Die Teilnehmer und ihre gesunden Geschwister meisterten alle die Sprachaufgaben nahezu perfekt. Der Hauptunterschied bestand darin, dass die Schlaganfall-Teilnehmer Sätze auf der rechten Seite des Gehirns verarbeiteten, während ihre Geschwister Sätze auf der linken Seite verarbeiteten. Die Schlaganfall-Teilnehmer zeigten ein sehr konsistentes Muster der Sprachaktivierung in der rechten Hemisphäre, unabhängig vom Ausmaß oder Ort der Schädigung durch den Schlaganfall in der linken Hemisphäre. Nur einer der 15 Teilnehmer, der den kleinsten Schlaganfall hatte, zeigte keine eindeutige rechtshemisphärische dominante Aktivierung.

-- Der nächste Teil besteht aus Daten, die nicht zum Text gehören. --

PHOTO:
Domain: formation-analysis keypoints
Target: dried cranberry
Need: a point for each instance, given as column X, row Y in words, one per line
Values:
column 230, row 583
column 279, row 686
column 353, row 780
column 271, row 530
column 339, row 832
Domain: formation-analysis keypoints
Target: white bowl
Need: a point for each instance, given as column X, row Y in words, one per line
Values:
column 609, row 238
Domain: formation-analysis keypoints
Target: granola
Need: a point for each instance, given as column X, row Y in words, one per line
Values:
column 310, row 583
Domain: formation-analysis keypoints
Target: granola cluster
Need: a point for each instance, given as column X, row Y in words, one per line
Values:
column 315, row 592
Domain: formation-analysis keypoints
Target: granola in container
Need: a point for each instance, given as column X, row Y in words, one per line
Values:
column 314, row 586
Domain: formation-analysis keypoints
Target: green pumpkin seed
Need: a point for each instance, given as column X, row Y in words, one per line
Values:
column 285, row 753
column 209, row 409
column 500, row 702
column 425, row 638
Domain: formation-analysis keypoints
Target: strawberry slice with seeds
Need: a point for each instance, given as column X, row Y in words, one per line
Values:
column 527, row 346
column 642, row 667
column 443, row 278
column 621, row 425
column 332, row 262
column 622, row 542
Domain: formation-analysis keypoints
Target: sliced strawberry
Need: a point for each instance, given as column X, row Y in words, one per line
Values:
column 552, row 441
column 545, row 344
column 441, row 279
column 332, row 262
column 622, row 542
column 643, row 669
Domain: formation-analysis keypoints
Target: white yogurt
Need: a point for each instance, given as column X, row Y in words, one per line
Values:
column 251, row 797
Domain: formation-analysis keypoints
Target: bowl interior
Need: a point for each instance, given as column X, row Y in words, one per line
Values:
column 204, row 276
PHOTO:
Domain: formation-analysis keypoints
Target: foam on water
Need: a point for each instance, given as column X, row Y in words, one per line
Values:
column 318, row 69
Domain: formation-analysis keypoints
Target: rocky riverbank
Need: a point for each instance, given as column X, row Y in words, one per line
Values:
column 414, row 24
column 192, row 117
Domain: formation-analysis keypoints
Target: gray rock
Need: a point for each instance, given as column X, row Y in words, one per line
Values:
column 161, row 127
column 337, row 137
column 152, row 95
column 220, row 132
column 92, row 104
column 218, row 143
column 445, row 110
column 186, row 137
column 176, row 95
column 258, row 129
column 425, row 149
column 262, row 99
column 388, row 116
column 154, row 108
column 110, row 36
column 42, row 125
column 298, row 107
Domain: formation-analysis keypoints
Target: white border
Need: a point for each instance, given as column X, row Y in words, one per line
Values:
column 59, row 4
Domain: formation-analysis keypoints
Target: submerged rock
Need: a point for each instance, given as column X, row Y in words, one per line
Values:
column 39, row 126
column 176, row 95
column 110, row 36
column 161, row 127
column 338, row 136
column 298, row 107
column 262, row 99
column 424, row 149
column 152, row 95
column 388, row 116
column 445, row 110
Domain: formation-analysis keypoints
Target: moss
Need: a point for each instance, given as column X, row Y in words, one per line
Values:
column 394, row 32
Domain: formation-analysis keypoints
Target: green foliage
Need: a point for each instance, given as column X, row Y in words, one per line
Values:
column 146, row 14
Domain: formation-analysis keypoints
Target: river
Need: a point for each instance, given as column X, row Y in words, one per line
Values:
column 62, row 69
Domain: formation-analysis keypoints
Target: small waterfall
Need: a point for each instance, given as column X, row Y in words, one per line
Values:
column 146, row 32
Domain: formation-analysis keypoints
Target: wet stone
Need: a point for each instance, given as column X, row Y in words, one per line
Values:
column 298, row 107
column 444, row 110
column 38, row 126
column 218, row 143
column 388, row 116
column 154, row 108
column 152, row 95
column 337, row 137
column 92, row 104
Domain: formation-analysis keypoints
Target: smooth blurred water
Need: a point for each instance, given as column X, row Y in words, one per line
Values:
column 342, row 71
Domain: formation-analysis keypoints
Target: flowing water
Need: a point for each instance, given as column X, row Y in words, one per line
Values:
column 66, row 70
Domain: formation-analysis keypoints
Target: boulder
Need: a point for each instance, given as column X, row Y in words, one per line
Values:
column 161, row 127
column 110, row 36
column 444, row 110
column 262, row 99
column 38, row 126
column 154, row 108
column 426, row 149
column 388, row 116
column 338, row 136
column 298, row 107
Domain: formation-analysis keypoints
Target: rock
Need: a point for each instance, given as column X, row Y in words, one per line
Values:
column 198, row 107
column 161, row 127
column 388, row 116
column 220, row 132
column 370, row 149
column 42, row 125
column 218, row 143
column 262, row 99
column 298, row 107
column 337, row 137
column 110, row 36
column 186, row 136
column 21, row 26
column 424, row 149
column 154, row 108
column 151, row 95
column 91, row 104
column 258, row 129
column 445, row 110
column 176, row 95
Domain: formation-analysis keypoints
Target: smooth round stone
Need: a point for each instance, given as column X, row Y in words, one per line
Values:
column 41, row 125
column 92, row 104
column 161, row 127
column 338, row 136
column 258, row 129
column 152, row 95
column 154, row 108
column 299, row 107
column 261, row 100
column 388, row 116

„Es ist auch bemerkenswert, dass unsere Teilnehmer viele Jahre nach ihren Schlaganfällen alle so hochfunktionierende Erwachsene sind. Einige sind Ehrenstudenten und andere arbeiten auf ihren Master-Abschluss hin oder haben ihn erhalten“, sagt Newport. „Ihre Leistungen sind bemerkenswert, zumal einigen ihrer Eltern bei der Geburt gesagt wurde, dass ihr Schlaganfall lebenslange Beeinträchtigungen nach sich ziehen würde.“
In zukünftigen Studien erhoffen sich die Forscher ein besseres Verständnis dafür, warum die linke Hemisphäre in gesunden Gehirnen routinemäßig dominant wird, aber bei einem signifikanten Schlaganfall auf der linken Hemisphäre immer wieder gegenüber der rechten Hemisphäre verliert. Eine weitere Frage von besonderem Interesse – und klinischer Bedeutung – ist, warum sich die Sprache der linken Hemisphäre erfolgreich in die rechte Hemisphäre reorganisieren kann, wenn Verletzungen sehr früh im Leben auftreten, aber nicht später. Die Forschung zur Schlaganfall-Erholung und Satzverarbeitung bei Erwachsenen deutet darauf hin, dass die Plastizität mit dem Alter abnimmt, etwas, das Newport zu untersuchen hofft, da es für erwachsene Schlaganfall-Überlebende von großem Nutzen und potenziellem therapeutischem Interesse sein könnte.
Die Forscher sind den Teilnehmern und ihren Familien, die unschätzbare Beiträge zu dieser Arbeit geleistet haben, sehr dankbar.